In der Regel ist das der Fall, das stimmt. In meiner Arbeit schaue ich mir die Hunde und die Affen in der Literatur an, in einer Forschungsgruppe beschäftigen wir uns mit „Moby Dick“, auch einem großen Tier mit Rückgrat, und anderen sogenannten „Iconic Animals“. Zu denen gehören inzwischen aber auch die Bienen, um die ja eine riesige öffentliche Diskussion losgetreten worden ist. Da sind wir also schon bei den Insekten. Aber natürlich sprechen Sie einen wichtigen Punkt an: Wir beschäftigen uns am stärksten mit den Tieren, die dem Menschen ähnlich sind. Deshalb ist es eine Aufgabe der kulturwissenschaftlichen Tierforschung, gleichmäßige Aufmerksamkeit für alle Tierarten aufzubringen, auch nach den Tieren zu suchen, die sonst nicht im Fokus stehen: den kleinen, unscheinbaren, hässlichen, den störenden.
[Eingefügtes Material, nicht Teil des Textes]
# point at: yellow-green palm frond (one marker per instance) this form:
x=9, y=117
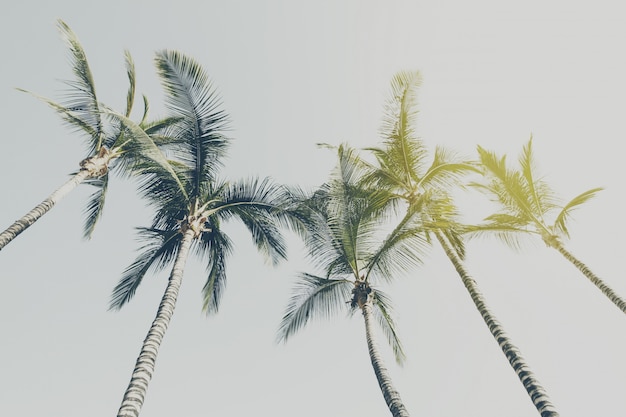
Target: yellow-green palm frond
x=560, y=224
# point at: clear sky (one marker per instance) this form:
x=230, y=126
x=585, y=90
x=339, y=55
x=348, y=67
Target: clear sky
x=292, y=74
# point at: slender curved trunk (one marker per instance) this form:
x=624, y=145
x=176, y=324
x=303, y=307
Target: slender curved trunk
x=536, y=392
x=391, y=395
x=42, y=208
x=144, y=367
x=606, y=290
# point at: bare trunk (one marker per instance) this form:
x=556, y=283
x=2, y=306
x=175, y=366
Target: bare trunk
x=144, y=367
x=42, y=208
x=391, y=395
x=536, y=392
x=606, y=290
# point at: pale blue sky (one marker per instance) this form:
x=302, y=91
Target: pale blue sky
x=292, y=74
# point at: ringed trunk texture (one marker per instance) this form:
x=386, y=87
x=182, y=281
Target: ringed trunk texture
x=144, y=367
x=42, y=208
x=391, y=395
x=606, y=290
x=537, y=393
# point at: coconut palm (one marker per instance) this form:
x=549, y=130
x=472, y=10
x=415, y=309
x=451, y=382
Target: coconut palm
x=108, y=142
x=526, y=202
x=347, y=241
x=402, y=169
x=191, y=203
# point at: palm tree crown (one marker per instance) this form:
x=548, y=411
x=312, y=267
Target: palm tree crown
x=109, y=144
x=356, y=254
x=190, y=204
x=526, y=202
x=402, y=169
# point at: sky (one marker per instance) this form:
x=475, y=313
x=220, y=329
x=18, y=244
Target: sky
x=292, y=74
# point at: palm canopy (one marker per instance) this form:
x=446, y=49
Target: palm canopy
x=526, y=201
x=186, y=192
x=403, y=167
x=349, y=242
x=109, y=144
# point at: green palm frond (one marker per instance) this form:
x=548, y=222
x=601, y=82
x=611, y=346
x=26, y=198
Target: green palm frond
x=191, y=96
x=81, y=100
x=95, y=206
x=214, y=246
x=446, y=171
x=313, y=297
x=158, y=251
x=560, y=224
x=261, y=206
x=383, y=313
x=508, y=234
x=132, y=81
x=150, y=160
x=402, y=249
x=74, y=120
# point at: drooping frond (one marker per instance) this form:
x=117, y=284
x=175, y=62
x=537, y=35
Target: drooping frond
x=560, y=224
x=214, y=247
x=261, y=206
x=159, y=250
x=132, y=80
x=446, y=171
x=81, y=103
x=313, y=297
x=383, y=313
x=507, y=232
x=190, y=95
x=95, y=206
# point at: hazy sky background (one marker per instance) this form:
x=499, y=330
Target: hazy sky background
x=292, y=74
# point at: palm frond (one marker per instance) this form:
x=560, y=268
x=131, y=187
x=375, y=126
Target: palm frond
x=508, y=234
x=383, y=313
x=191, y=96
x=401, y=249
x=214, y=246
x=81, y=99
x=261, y=206
x=159, y=250
x=560, y=224
x=150, y=160
x=132, y=80
x=95, y=206
x=313, y=297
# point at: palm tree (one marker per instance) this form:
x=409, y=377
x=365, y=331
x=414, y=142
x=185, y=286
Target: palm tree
x=526, y=201
x=402, y=169
x=107, y=142
x=191, y=203
x=346, y=242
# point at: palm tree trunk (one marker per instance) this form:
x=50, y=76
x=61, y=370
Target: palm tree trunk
x=606, y=290
x=42, y=208
x=144, y=367
x=536, y=392
x=392, y=397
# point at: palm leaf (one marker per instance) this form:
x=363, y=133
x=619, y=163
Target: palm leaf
x=313, y=297
x=191, y=96
x=382, y=311
x=158, y=251
x=214, y=246
x=563, y=216
x=81, y=99
x=95, y=206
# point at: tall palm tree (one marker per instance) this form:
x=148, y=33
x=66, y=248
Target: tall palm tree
x=108, y=142
x=526, y=201
x=347, y=242
x=402, y=169
x=190, y=204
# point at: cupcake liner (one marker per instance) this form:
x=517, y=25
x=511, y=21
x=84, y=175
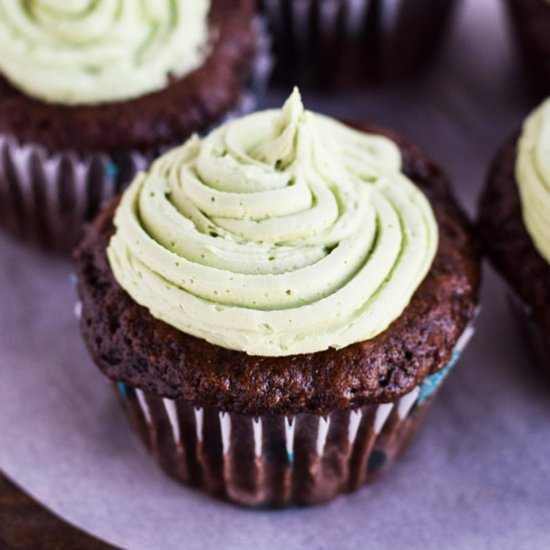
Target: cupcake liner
x=47, y=197
x=332, y=42
x=278, y=461
x=531, y=331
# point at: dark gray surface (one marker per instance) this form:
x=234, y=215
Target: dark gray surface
x=477, y=477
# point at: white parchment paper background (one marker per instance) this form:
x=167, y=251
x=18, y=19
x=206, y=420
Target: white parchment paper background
x=477, y=477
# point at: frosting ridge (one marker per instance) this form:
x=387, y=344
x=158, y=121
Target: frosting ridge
x=94, y=51
x=280, y=233
x=533, y=176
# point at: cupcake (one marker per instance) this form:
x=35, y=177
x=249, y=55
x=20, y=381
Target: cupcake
x=531, y=22
x=277, y=303
x=337, y=42
x=91, y=91
x=515, y=225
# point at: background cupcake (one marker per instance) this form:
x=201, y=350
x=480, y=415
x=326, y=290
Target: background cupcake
x=90, y=92
x=515, y=225
x=326, y=43
x=278, y=303
x=531, y=21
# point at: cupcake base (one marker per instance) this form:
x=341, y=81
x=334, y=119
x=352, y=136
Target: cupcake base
x=271, y=460
x=278, y=461
x=47, y=197
x=334, y=43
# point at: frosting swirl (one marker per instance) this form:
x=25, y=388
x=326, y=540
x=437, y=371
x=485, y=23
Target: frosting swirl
x=281, y=233
x=533, y=176
x=94, y=51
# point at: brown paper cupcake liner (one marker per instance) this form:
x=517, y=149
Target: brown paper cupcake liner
x=279, y=461
x=532, y=332
x=328, y=43
x=47, y=197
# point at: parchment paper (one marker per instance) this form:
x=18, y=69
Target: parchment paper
x=477, y=477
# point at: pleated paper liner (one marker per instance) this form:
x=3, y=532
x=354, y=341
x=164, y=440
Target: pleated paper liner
x=531, y=331
x=276, y=461
x=47, y=197
x=334, y=43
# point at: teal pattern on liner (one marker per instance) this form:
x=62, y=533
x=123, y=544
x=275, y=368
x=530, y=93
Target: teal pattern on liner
x=112, y=169
x=432, y=382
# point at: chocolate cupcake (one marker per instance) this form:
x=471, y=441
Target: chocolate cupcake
x=278, y=303
x=515, y=226
x=89, y=93
x=531, y=22
x=327, y=43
Gerade beschäftige ich mich zum Beispiel mit Parasiten…

Das ist in der Tat einmal eine andere, gleichzeitig ganz handfeste Dimension der Mensch-Tier-Beziehung…

Parasiten sind Tiere, die Sie gar nicht unabhängig von ihrer Umwelt denken können. Das gilt natürlich für alle Tiere, aber bei Parasiten ist es Teil der Definition. Sie leben von ihrem Wirtstier. Und es gibt einige Arten, die an den Menschen geknüpft sind. Da schaue ich mir zum Beispiel ihre Verbreitung in der beginnenden Globalisierung im 15. und 16. Jahrhundert an: Wie sie sich mit dem Beginn eines weltweiten Handels, mit den Schiffen der Handelsreisenden langsam über die ganze Welt ausbreiten. Welche Parasiten werden wann wohin transportiert? An Hand der Parasiten haben sie plötzlich eine ganz neue Geschichte der Globalisierung: Wie sie den Weg der Kolonialisierung mitbeschreiten, als imperiale Tiere. Die Forschung spricht hier von „Colonial Animals“. Für die kulturwissenschaftliche Tierforschung sind also alle Tierarten interessant, ob mit Rückgrat oder ohne. Es gibt so viele Forschungsfragen, wie es Tiere gibt. Und die Auseinandersetzung mit diesen Fragen hat gerade erst begonnen.

Es gibt so viele Forschungs­fra­gen, wie es Tiere gibt. Und die Ausein­an­der­set­zung mit diesen Fragen hat gerade erst begon­nen.